No caso dos léxicos e glossários terminológicos bilíngües, que configuram nosso interesse maior, alguns pontos devem ser levados em conta desde sua concepção inicial: a) compatibilidade nos códigos de caracteres; b) abrangência; c) direção.
Um dos principais problemas de compatibilidade entre tradutores, entre esses e seus clientes e entre os processadores de texto e os programas complementares reside na utilização de códigos e tabelas diferentes para caracteres especiais e com diacríticos. Evidentemente, tal problema tende a se aguçar em contexto interlingual. Uma solução apropriada, e que leve em conta os diversos padrões em uso, passaria, possivelmente, pela substituição dos caracteres especiais por sinais codificados passíveis de atualização pelo próprio usuário, conforme seu ambiente de trabalho específico, mediante comandos de busca e troca.

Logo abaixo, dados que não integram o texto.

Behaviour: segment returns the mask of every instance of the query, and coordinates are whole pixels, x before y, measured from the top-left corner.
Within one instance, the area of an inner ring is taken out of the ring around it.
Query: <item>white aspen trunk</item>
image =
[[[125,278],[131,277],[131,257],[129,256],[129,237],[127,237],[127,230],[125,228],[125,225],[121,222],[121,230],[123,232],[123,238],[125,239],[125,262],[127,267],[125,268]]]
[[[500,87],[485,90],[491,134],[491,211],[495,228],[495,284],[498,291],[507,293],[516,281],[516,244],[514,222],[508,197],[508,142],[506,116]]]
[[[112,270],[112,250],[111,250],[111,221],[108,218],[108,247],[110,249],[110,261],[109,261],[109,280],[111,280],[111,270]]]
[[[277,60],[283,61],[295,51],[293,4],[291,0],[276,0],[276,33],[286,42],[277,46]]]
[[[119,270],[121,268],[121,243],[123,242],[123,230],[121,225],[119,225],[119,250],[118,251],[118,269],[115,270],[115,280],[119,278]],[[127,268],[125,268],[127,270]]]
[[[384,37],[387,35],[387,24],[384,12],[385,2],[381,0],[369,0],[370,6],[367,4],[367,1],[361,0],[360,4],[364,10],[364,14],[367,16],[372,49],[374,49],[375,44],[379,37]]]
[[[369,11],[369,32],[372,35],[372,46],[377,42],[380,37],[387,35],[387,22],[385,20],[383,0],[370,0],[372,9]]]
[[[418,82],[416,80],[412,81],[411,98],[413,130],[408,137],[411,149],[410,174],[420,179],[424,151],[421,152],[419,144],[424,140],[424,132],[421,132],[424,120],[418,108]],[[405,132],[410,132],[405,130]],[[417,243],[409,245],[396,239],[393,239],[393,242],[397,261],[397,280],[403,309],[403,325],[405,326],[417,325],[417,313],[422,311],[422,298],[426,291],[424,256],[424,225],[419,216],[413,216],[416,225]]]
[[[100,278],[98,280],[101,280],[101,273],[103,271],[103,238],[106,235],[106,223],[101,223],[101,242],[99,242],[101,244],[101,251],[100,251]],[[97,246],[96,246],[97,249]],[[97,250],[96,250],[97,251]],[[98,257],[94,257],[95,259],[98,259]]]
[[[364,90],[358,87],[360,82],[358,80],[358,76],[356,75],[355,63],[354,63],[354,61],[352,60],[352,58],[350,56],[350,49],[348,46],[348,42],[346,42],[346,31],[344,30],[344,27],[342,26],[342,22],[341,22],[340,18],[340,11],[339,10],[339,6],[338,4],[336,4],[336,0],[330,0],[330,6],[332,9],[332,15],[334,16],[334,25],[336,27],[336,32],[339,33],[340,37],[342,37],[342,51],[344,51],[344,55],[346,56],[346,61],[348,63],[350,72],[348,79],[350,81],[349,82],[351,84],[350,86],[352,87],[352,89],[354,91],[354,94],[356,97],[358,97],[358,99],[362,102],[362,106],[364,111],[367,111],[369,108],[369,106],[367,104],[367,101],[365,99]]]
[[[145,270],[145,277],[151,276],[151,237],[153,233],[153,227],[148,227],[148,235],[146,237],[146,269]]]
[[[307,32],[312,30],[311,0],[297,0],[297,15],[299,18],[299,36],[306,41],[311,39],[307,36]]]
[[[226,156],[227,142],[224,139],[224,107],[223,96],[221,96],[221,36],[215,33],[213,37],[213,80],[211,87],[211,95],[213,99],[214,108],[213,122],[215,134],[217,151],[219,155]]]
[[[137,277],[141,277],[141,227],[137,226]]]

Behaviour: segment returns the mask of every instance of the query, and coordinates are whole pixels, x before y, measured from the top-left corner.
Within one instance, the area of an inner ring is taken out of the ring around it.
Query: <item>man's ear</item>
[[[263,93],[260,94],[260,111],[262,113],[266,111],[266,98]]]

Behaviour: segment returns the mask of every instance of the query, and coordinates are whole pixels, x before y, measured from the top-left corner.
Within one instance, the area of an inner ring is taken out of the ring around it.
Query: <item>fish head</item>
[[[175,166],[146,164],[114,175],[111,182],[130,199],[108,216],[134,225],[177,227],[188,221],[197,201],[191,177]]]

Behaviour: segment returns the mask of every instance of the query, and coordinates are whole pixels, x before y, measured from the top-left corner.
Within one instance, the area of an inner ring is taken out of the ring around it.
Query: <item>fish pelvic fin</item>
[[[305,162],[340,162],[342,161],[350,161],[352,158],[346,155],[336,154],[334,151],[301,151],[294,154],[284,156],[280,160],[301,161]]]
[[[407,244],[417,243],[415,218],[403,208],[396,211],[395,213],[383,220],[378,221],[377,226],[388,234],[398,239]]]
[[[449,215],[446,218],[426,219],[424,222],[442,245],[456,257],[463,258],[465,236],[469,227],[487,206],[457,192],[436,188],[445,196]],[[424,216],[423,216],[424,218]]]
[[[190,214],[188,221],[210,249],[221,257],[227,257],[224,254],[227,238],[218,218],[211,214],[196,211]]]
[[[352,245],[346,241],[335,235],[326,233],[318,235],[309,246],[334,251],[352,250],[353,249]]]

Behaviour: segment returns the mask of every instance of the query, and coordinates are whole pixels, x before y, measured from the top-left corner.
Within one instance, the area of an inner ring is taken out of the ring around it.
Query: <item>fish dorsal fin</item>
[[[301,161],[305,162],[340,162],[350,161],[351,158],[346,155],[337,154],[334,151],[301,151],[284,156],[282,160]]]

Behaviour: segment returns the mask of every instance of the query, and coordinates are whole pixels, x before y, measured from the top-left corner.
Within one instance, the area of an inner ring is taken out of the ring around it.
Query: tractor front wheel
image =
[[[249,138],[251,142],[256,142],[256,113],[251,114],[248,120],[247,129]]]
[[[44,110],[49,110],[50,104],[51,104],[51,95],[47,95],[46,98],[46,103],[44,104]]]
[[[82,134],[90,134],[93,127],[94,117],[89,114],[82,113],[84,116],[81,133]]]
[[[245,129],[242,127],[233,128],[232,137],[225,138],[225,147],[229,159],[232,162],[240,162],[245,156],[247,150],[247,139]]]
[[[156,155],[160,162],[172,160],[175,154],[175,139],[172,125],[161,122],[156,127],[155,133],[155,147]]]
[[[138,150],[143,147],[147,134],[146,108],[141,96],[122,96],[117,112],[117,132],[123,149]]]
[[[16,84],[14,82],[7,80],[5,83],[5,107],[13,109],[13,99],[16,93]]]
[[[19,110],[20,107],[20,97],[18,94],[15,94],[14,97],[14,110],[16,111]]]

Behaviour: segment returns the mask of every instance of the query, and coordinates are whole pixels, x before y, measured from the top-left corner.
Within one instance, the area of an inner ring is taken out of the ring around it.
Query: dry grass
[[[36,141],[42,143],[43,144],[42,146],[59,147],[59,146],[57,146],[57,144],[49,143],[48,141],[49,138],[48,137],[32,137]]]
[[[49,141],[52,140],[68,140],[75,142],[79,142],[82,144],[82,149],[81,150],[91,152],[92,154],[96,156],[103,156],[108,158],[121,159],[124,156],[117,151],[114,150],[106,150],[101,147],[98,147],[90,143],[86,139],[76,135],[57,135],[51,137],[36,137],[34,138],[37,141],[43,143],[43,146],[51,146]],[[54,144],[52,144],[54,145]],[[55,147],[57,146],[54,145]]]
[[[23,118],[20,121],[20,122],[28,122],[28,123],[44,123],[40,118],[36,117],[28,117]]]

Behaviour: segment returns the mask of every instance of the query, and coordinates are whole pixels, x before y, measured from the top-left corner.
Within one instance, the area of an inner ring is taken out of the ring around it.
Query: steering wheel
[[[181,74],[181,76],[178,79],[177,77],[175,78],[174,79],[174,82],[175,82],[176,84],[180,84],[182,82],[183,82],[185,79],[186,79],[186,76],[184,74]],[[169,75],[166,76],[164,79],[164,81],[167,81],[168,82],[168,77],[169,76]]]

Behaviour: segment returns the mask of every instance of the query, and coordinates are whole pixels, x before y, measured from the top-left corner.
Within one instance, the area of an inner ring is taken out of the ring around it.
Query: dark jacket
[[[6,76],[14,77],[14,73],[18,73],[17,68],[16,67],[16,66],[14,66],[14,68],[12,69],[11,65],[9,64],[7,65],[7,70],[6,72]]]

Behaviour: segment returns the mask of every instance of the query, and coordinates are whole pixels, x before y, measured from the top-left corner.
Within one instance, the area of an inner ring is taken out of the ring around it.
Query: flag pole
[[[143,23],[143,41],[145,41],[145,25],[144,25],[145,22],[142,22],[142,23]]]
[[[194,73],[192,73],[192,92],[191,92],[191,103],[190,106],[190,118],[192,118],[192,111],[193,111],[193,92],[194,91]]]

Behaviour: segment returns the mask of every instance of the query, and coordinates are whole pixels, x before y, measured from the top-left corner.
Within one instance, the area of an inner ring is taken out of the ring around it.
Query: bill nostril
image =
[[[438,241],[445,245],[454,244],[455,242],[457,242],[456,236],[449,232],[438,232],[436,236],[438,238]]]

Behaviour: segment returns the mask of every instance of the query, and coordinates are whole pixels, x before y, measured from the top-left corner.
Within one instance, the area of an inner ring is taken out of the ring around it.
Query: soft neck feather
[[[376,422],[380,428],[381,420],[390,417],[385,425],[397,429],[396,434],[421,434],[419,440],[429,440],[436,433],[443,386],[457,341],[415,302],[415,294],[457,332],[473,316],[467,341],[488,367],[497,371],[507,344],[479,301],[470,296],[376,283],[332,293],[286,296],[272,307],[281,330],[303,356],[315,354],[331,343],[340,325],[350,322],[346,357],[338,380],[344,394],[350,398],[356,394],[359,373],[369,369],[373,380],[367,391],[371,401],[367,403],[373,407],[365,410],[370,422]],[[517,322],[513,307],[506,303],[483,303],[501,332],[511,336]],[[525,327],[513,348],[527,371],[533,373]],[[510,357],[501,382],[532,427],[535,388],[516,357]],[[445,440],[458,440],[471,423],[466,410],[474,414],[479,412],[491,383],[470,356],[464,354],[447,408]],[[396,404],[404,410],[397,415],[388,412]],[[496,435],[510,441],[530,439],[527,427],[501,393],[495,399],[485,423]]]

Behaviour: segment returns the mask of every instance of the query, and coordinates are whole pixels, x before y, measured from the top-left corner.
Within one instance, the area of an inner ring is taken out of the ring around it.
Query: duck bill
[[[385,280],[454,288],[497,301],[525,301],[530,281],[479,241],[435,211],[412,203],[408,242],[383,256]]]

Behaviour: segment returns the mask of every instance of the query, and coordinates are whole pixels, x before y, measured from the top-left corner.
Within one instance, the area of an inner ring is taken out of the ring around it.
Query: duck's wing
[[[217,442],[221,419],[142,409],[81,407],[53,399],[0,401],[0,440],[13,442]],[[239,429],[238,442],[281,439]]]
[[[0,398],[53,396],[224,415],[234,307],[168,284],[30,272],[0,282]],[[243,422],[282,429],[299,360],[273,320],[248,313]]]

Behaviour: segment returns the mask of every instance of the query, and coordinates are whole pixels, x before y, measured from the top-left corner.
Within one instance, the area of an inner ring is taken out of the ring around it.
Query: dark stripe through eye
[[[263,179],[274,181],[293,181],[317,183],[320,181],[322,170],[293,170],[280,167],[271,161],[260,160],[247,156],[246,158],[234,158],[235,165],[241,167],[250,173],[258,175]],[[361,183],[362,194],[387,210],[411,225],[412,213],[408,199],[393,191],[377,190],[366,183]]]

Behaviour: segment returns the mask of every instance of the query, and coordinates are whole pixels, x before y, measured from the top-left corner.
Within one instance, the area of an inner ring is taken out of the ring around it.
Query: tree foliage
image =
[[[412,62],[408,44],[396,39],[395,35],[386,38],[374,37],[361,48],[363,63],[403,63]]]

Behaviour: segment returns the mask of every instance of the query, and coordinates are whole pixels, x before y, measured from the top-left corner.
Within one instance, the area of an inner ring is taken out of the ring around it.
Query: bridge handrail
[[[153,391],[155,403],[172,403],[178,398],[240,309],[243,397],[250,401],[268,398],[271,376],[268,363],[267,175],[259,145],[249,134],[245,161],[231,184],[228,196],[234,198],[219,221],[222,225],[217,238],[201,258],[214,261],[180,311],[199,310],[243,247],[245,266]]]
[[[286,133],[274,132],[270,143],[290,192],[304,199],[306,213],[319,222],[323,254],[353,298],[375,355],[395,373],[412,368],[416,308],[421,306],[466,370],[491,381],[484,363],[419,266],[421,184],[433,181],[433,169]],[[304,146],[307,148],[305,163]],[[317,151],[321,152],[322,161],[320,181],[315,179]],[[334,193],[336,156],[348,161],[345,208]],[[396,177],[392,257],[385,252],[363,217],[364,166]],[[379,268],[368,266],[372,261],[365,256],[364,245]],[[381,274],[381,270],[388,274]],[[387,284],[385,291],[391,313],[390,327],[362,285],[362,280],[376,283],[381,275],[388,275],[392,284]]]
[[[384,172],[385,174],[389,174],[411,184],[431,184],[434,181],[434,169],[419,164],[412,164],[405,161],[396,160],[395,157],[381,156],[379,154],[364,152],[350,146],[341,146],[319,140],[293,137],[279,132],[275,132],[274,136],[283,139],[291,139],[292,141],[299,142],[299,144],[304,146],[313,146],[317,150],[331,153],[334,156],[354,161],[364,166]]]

Dada a relativa freqüência dos textos híbridos caracterizados anteriormente, bem como a variedade de textos com que cada tradutor se defronta a cada momento, os léxicos e thesauri eletrônicos deveriam, preferencialmente, ser de natureza abrangente, ou seja, abarcarem vários ramos do saber científico e técnico ou, alternativamente, permitirem sua integração num mesmo diretório ou subdiretório de consulta.
Por fim, tendo em vista a crescente demanda no mercado brasileiro por traduções para idiomas estrangeiros, os recursos lexicográficos e terminológicos eletrônicos devem sistematicamente possibilitar a consulta bidirecional.
Realizadas essas tarefas, ou, pelo menos, colhidos os seus primeiros frutos operacionais, a tradução humana automatizada poderá, então, efetivamente entrever a realização da plenitude de sua eficiência e qualidade.